Ini adalah ikatan ganda. Masyarakat mengagungkan masa muda dan ketipisan secara bersamaan. Ketika seorang wanita berusia 50-an menghadapi penuaan fisik dalam budaya yang memandang penuaan sebagai sebuah kegagalan, dorongan untuk membatasi makanan menjadi upaya yang salah arah untuk mendapatkan kembali kendali.

Memecah Isolasi

Mengenali tanda-tandanya membutuhkan pembelajaran pengondisian sosial selama beberapa dekade.

Pertama, akui bahwa perubahan tubuh adalah fakta biologis, bukan kegagalan moral. “Fokuslah pada apa yang tubuh Anda izinkan untuk Anda alami, bukan bagaimana hal itu dibandingkan dengan diri Anda yang lebih muda,” saran Muhlheim. “Obsesi terhadap makanan atau bentuk tubuh menghabiskan terlalu banyak energi otak.”

Kedua, carilah perawatan khusus. Gangguan makan adalah salah satu penyakit mental yang paling mematikan. Terapis atau ahli diet yang mencakup berat badan yang memahami perubahan hormonal di usia paruh baya sangatlah penting. Model perawatan virtual telah terbukti sangat efektif untuk kelompok demografis ini, karena menawarkan fleksibilitas yang mengakomodasi karier dan tugas pengasuhan.

Terakhir, tolak isolasi. Gangguan makan tumbuh subur dalam diam.
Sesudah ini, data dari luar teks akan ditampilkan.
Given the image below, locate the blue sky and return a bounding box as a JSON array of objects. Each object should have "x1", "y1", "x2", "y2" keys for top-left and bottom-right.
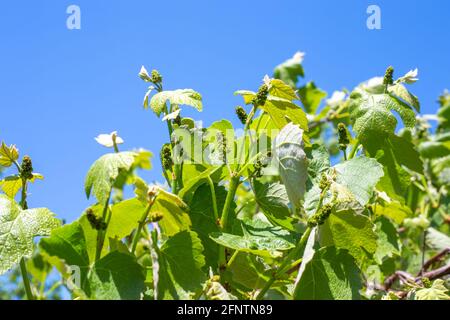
[{"x1": 0, "y1": 0, "x2": 450, "y2": 221}]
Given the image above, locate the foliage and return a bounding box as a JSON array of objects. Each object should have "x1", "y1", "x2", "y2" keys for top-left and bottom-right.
[{"x1": 0, "y1": 53, "x2": 450, "y2": 300}]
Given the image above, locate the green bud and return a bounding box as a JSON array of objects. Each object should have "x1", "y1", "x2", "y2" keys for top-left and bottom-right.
[
  {"x1": 421, "y1": 277, "x2": 432, "y2": 288},
  {"x1": 236, "y1": 106, "x2": 247, "y2": 125},
  {"x1": 86, "y1": 208, "x2": 106, "y2": 230},
  {"x1": 216, "y1": 131, "x2": 227, "y2": 163},
  {"x1": 149, "y1": 212, "x2": 164, "y2": 222},
  {"x1": 151, "y1": 69, "x2": 162, "y2": 84},
  {"x1": 20, "y1": 156, "x2": 33, "y2": 179},
  {"x1": 338, "y1": 122, "x2": 350, "y2": 150},
  {"x1": 161, "y1": 144, "x2": 173, "y2": 170},
  {"x1": 383, "y1": 66, "x2": 394, "y2": 86},
  {"x1": 308, "y1": 203, "x2": 333, "y2": 228},
  {"x1": 252, "y1": 84, "x2": 269, "y2": 107}
]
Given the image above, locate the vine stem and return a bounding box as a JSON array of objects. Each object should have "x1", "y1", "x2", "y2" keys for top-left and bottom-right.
[
  {"x1": 255, "y1": 227, "x2": 312, "y2": 300},
  {"x1": 131, "y1": 199, "x2": 155, "y2": 254},
  {"x1": 348, "y1": 140, "x2": 360, "y2": 159},
  {"x1": 20, "y1": 258, "x2": 35, "y2": 300},
  {"x1": 15, "y1": 174, "x2": 35, "y2": 300},
  {"x1": 95, "y1": 188, "x2": 112, "y2": 261}
]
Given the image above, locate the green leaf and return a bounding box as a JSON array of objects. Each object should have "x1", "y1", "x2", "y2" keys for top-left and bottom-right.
[
  {"x1": 150, "y1": 89, "x2": 203, "y2": 116},
  {"x1": 234, "y1": 90, "x2": 308, "y2": 134},
  {"x1": 253, "y1": 180, "x2": 295, "y2": 231},
  {"x1": 0, "y1": 175, "x2": 22, "y2": 198},
  {"x1": 229, "y1": 252, "x2": 269, "y2": 290},
  {"x1": 294, "y1": 247, "x2": 362, "y2": 300},
  {"x1": 413, "y1": 279, "x2": 450, "y2": 300},
  {"x1": 87, "y1": 251, "x2": 145, "y2": 300},
  {"x1": 320, "y1": 210, "x2": 377, "y2": 263},
  {"x1": 150, "y1": 189, "x2": 192, "y2": 236},
  {"x1": 85, "y1": 152, "x2": 136, "y2": 203},
  {"x1": 349, "y1": 88, "x2": 416, "y2": 144},
  {"x1": 389, "y1": 134, "x2": 424, "y2": 174},
  {"x1": 388, "y1": 83, "x2": 420, "y2": 112},
  {"x1": 273, "y1": 123, "x2": 308, "y2": 208},
  {"x1": 39, "y1": 221, "x2": 90, "y2": 284},
  {"x1": 273, "y1": 52, "x2": 305, "y2": 88},
  {"x1": 425, "y1": 228, "x2": 450, "y2": 251},
  {"x1": 0, "y1": 195, "x2": 61, "y2": 275},
  {"x1": 269, "y1": 79, "x2": 298, "y2": 101},
  {"x1": 156, "y1": 231, "x2": 206, "y2": 300},
  {"x1": 210, "y1": 220, "x2": 295, "y2": 257},
  {"x1": 0, "y1": 142, "x2": 19, "y2": 167},
  {"x1": 298, "y1": 82, "x2": 327, "y2": 114},
  {"x1": 105, "y1": 198, "x2": 146, "y2": 240},
  {"x1": 334, "y1": 157, "x2": 383, "y2": 206}
]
“Bergabunglah dengan kelompok pendukung,” kata DeCaro. “Dengarkan kisah-kisah pemulihan. Baca memoar. Koneksi adalah penangkal rasa malu yang ampuh.”

Percakapan seputar “menorexia” dan gangguan makan pada usia paruh baya perlu diubah. Kita harus berhenti memandang perjuangan ini sebagai proyek sia-sia atau efek samping penuaan yang tidak bisa dihindari. Ini adalah kondisi kesehatan mental kompleks yang dipicu oleh tekanan biologis, sosial, dan medis.

Jika saat ini Anda terlalu terpaku pada makanan atau bayangan Anda, tanyakan pada diri Anda alasannya. Apakah itu kesehatan? Atau itu ketakutan?

Ada perbedaan. Dan memperlakukan perbedaan tersebut sering kali merupakan langkah pertama menuju kebebasan.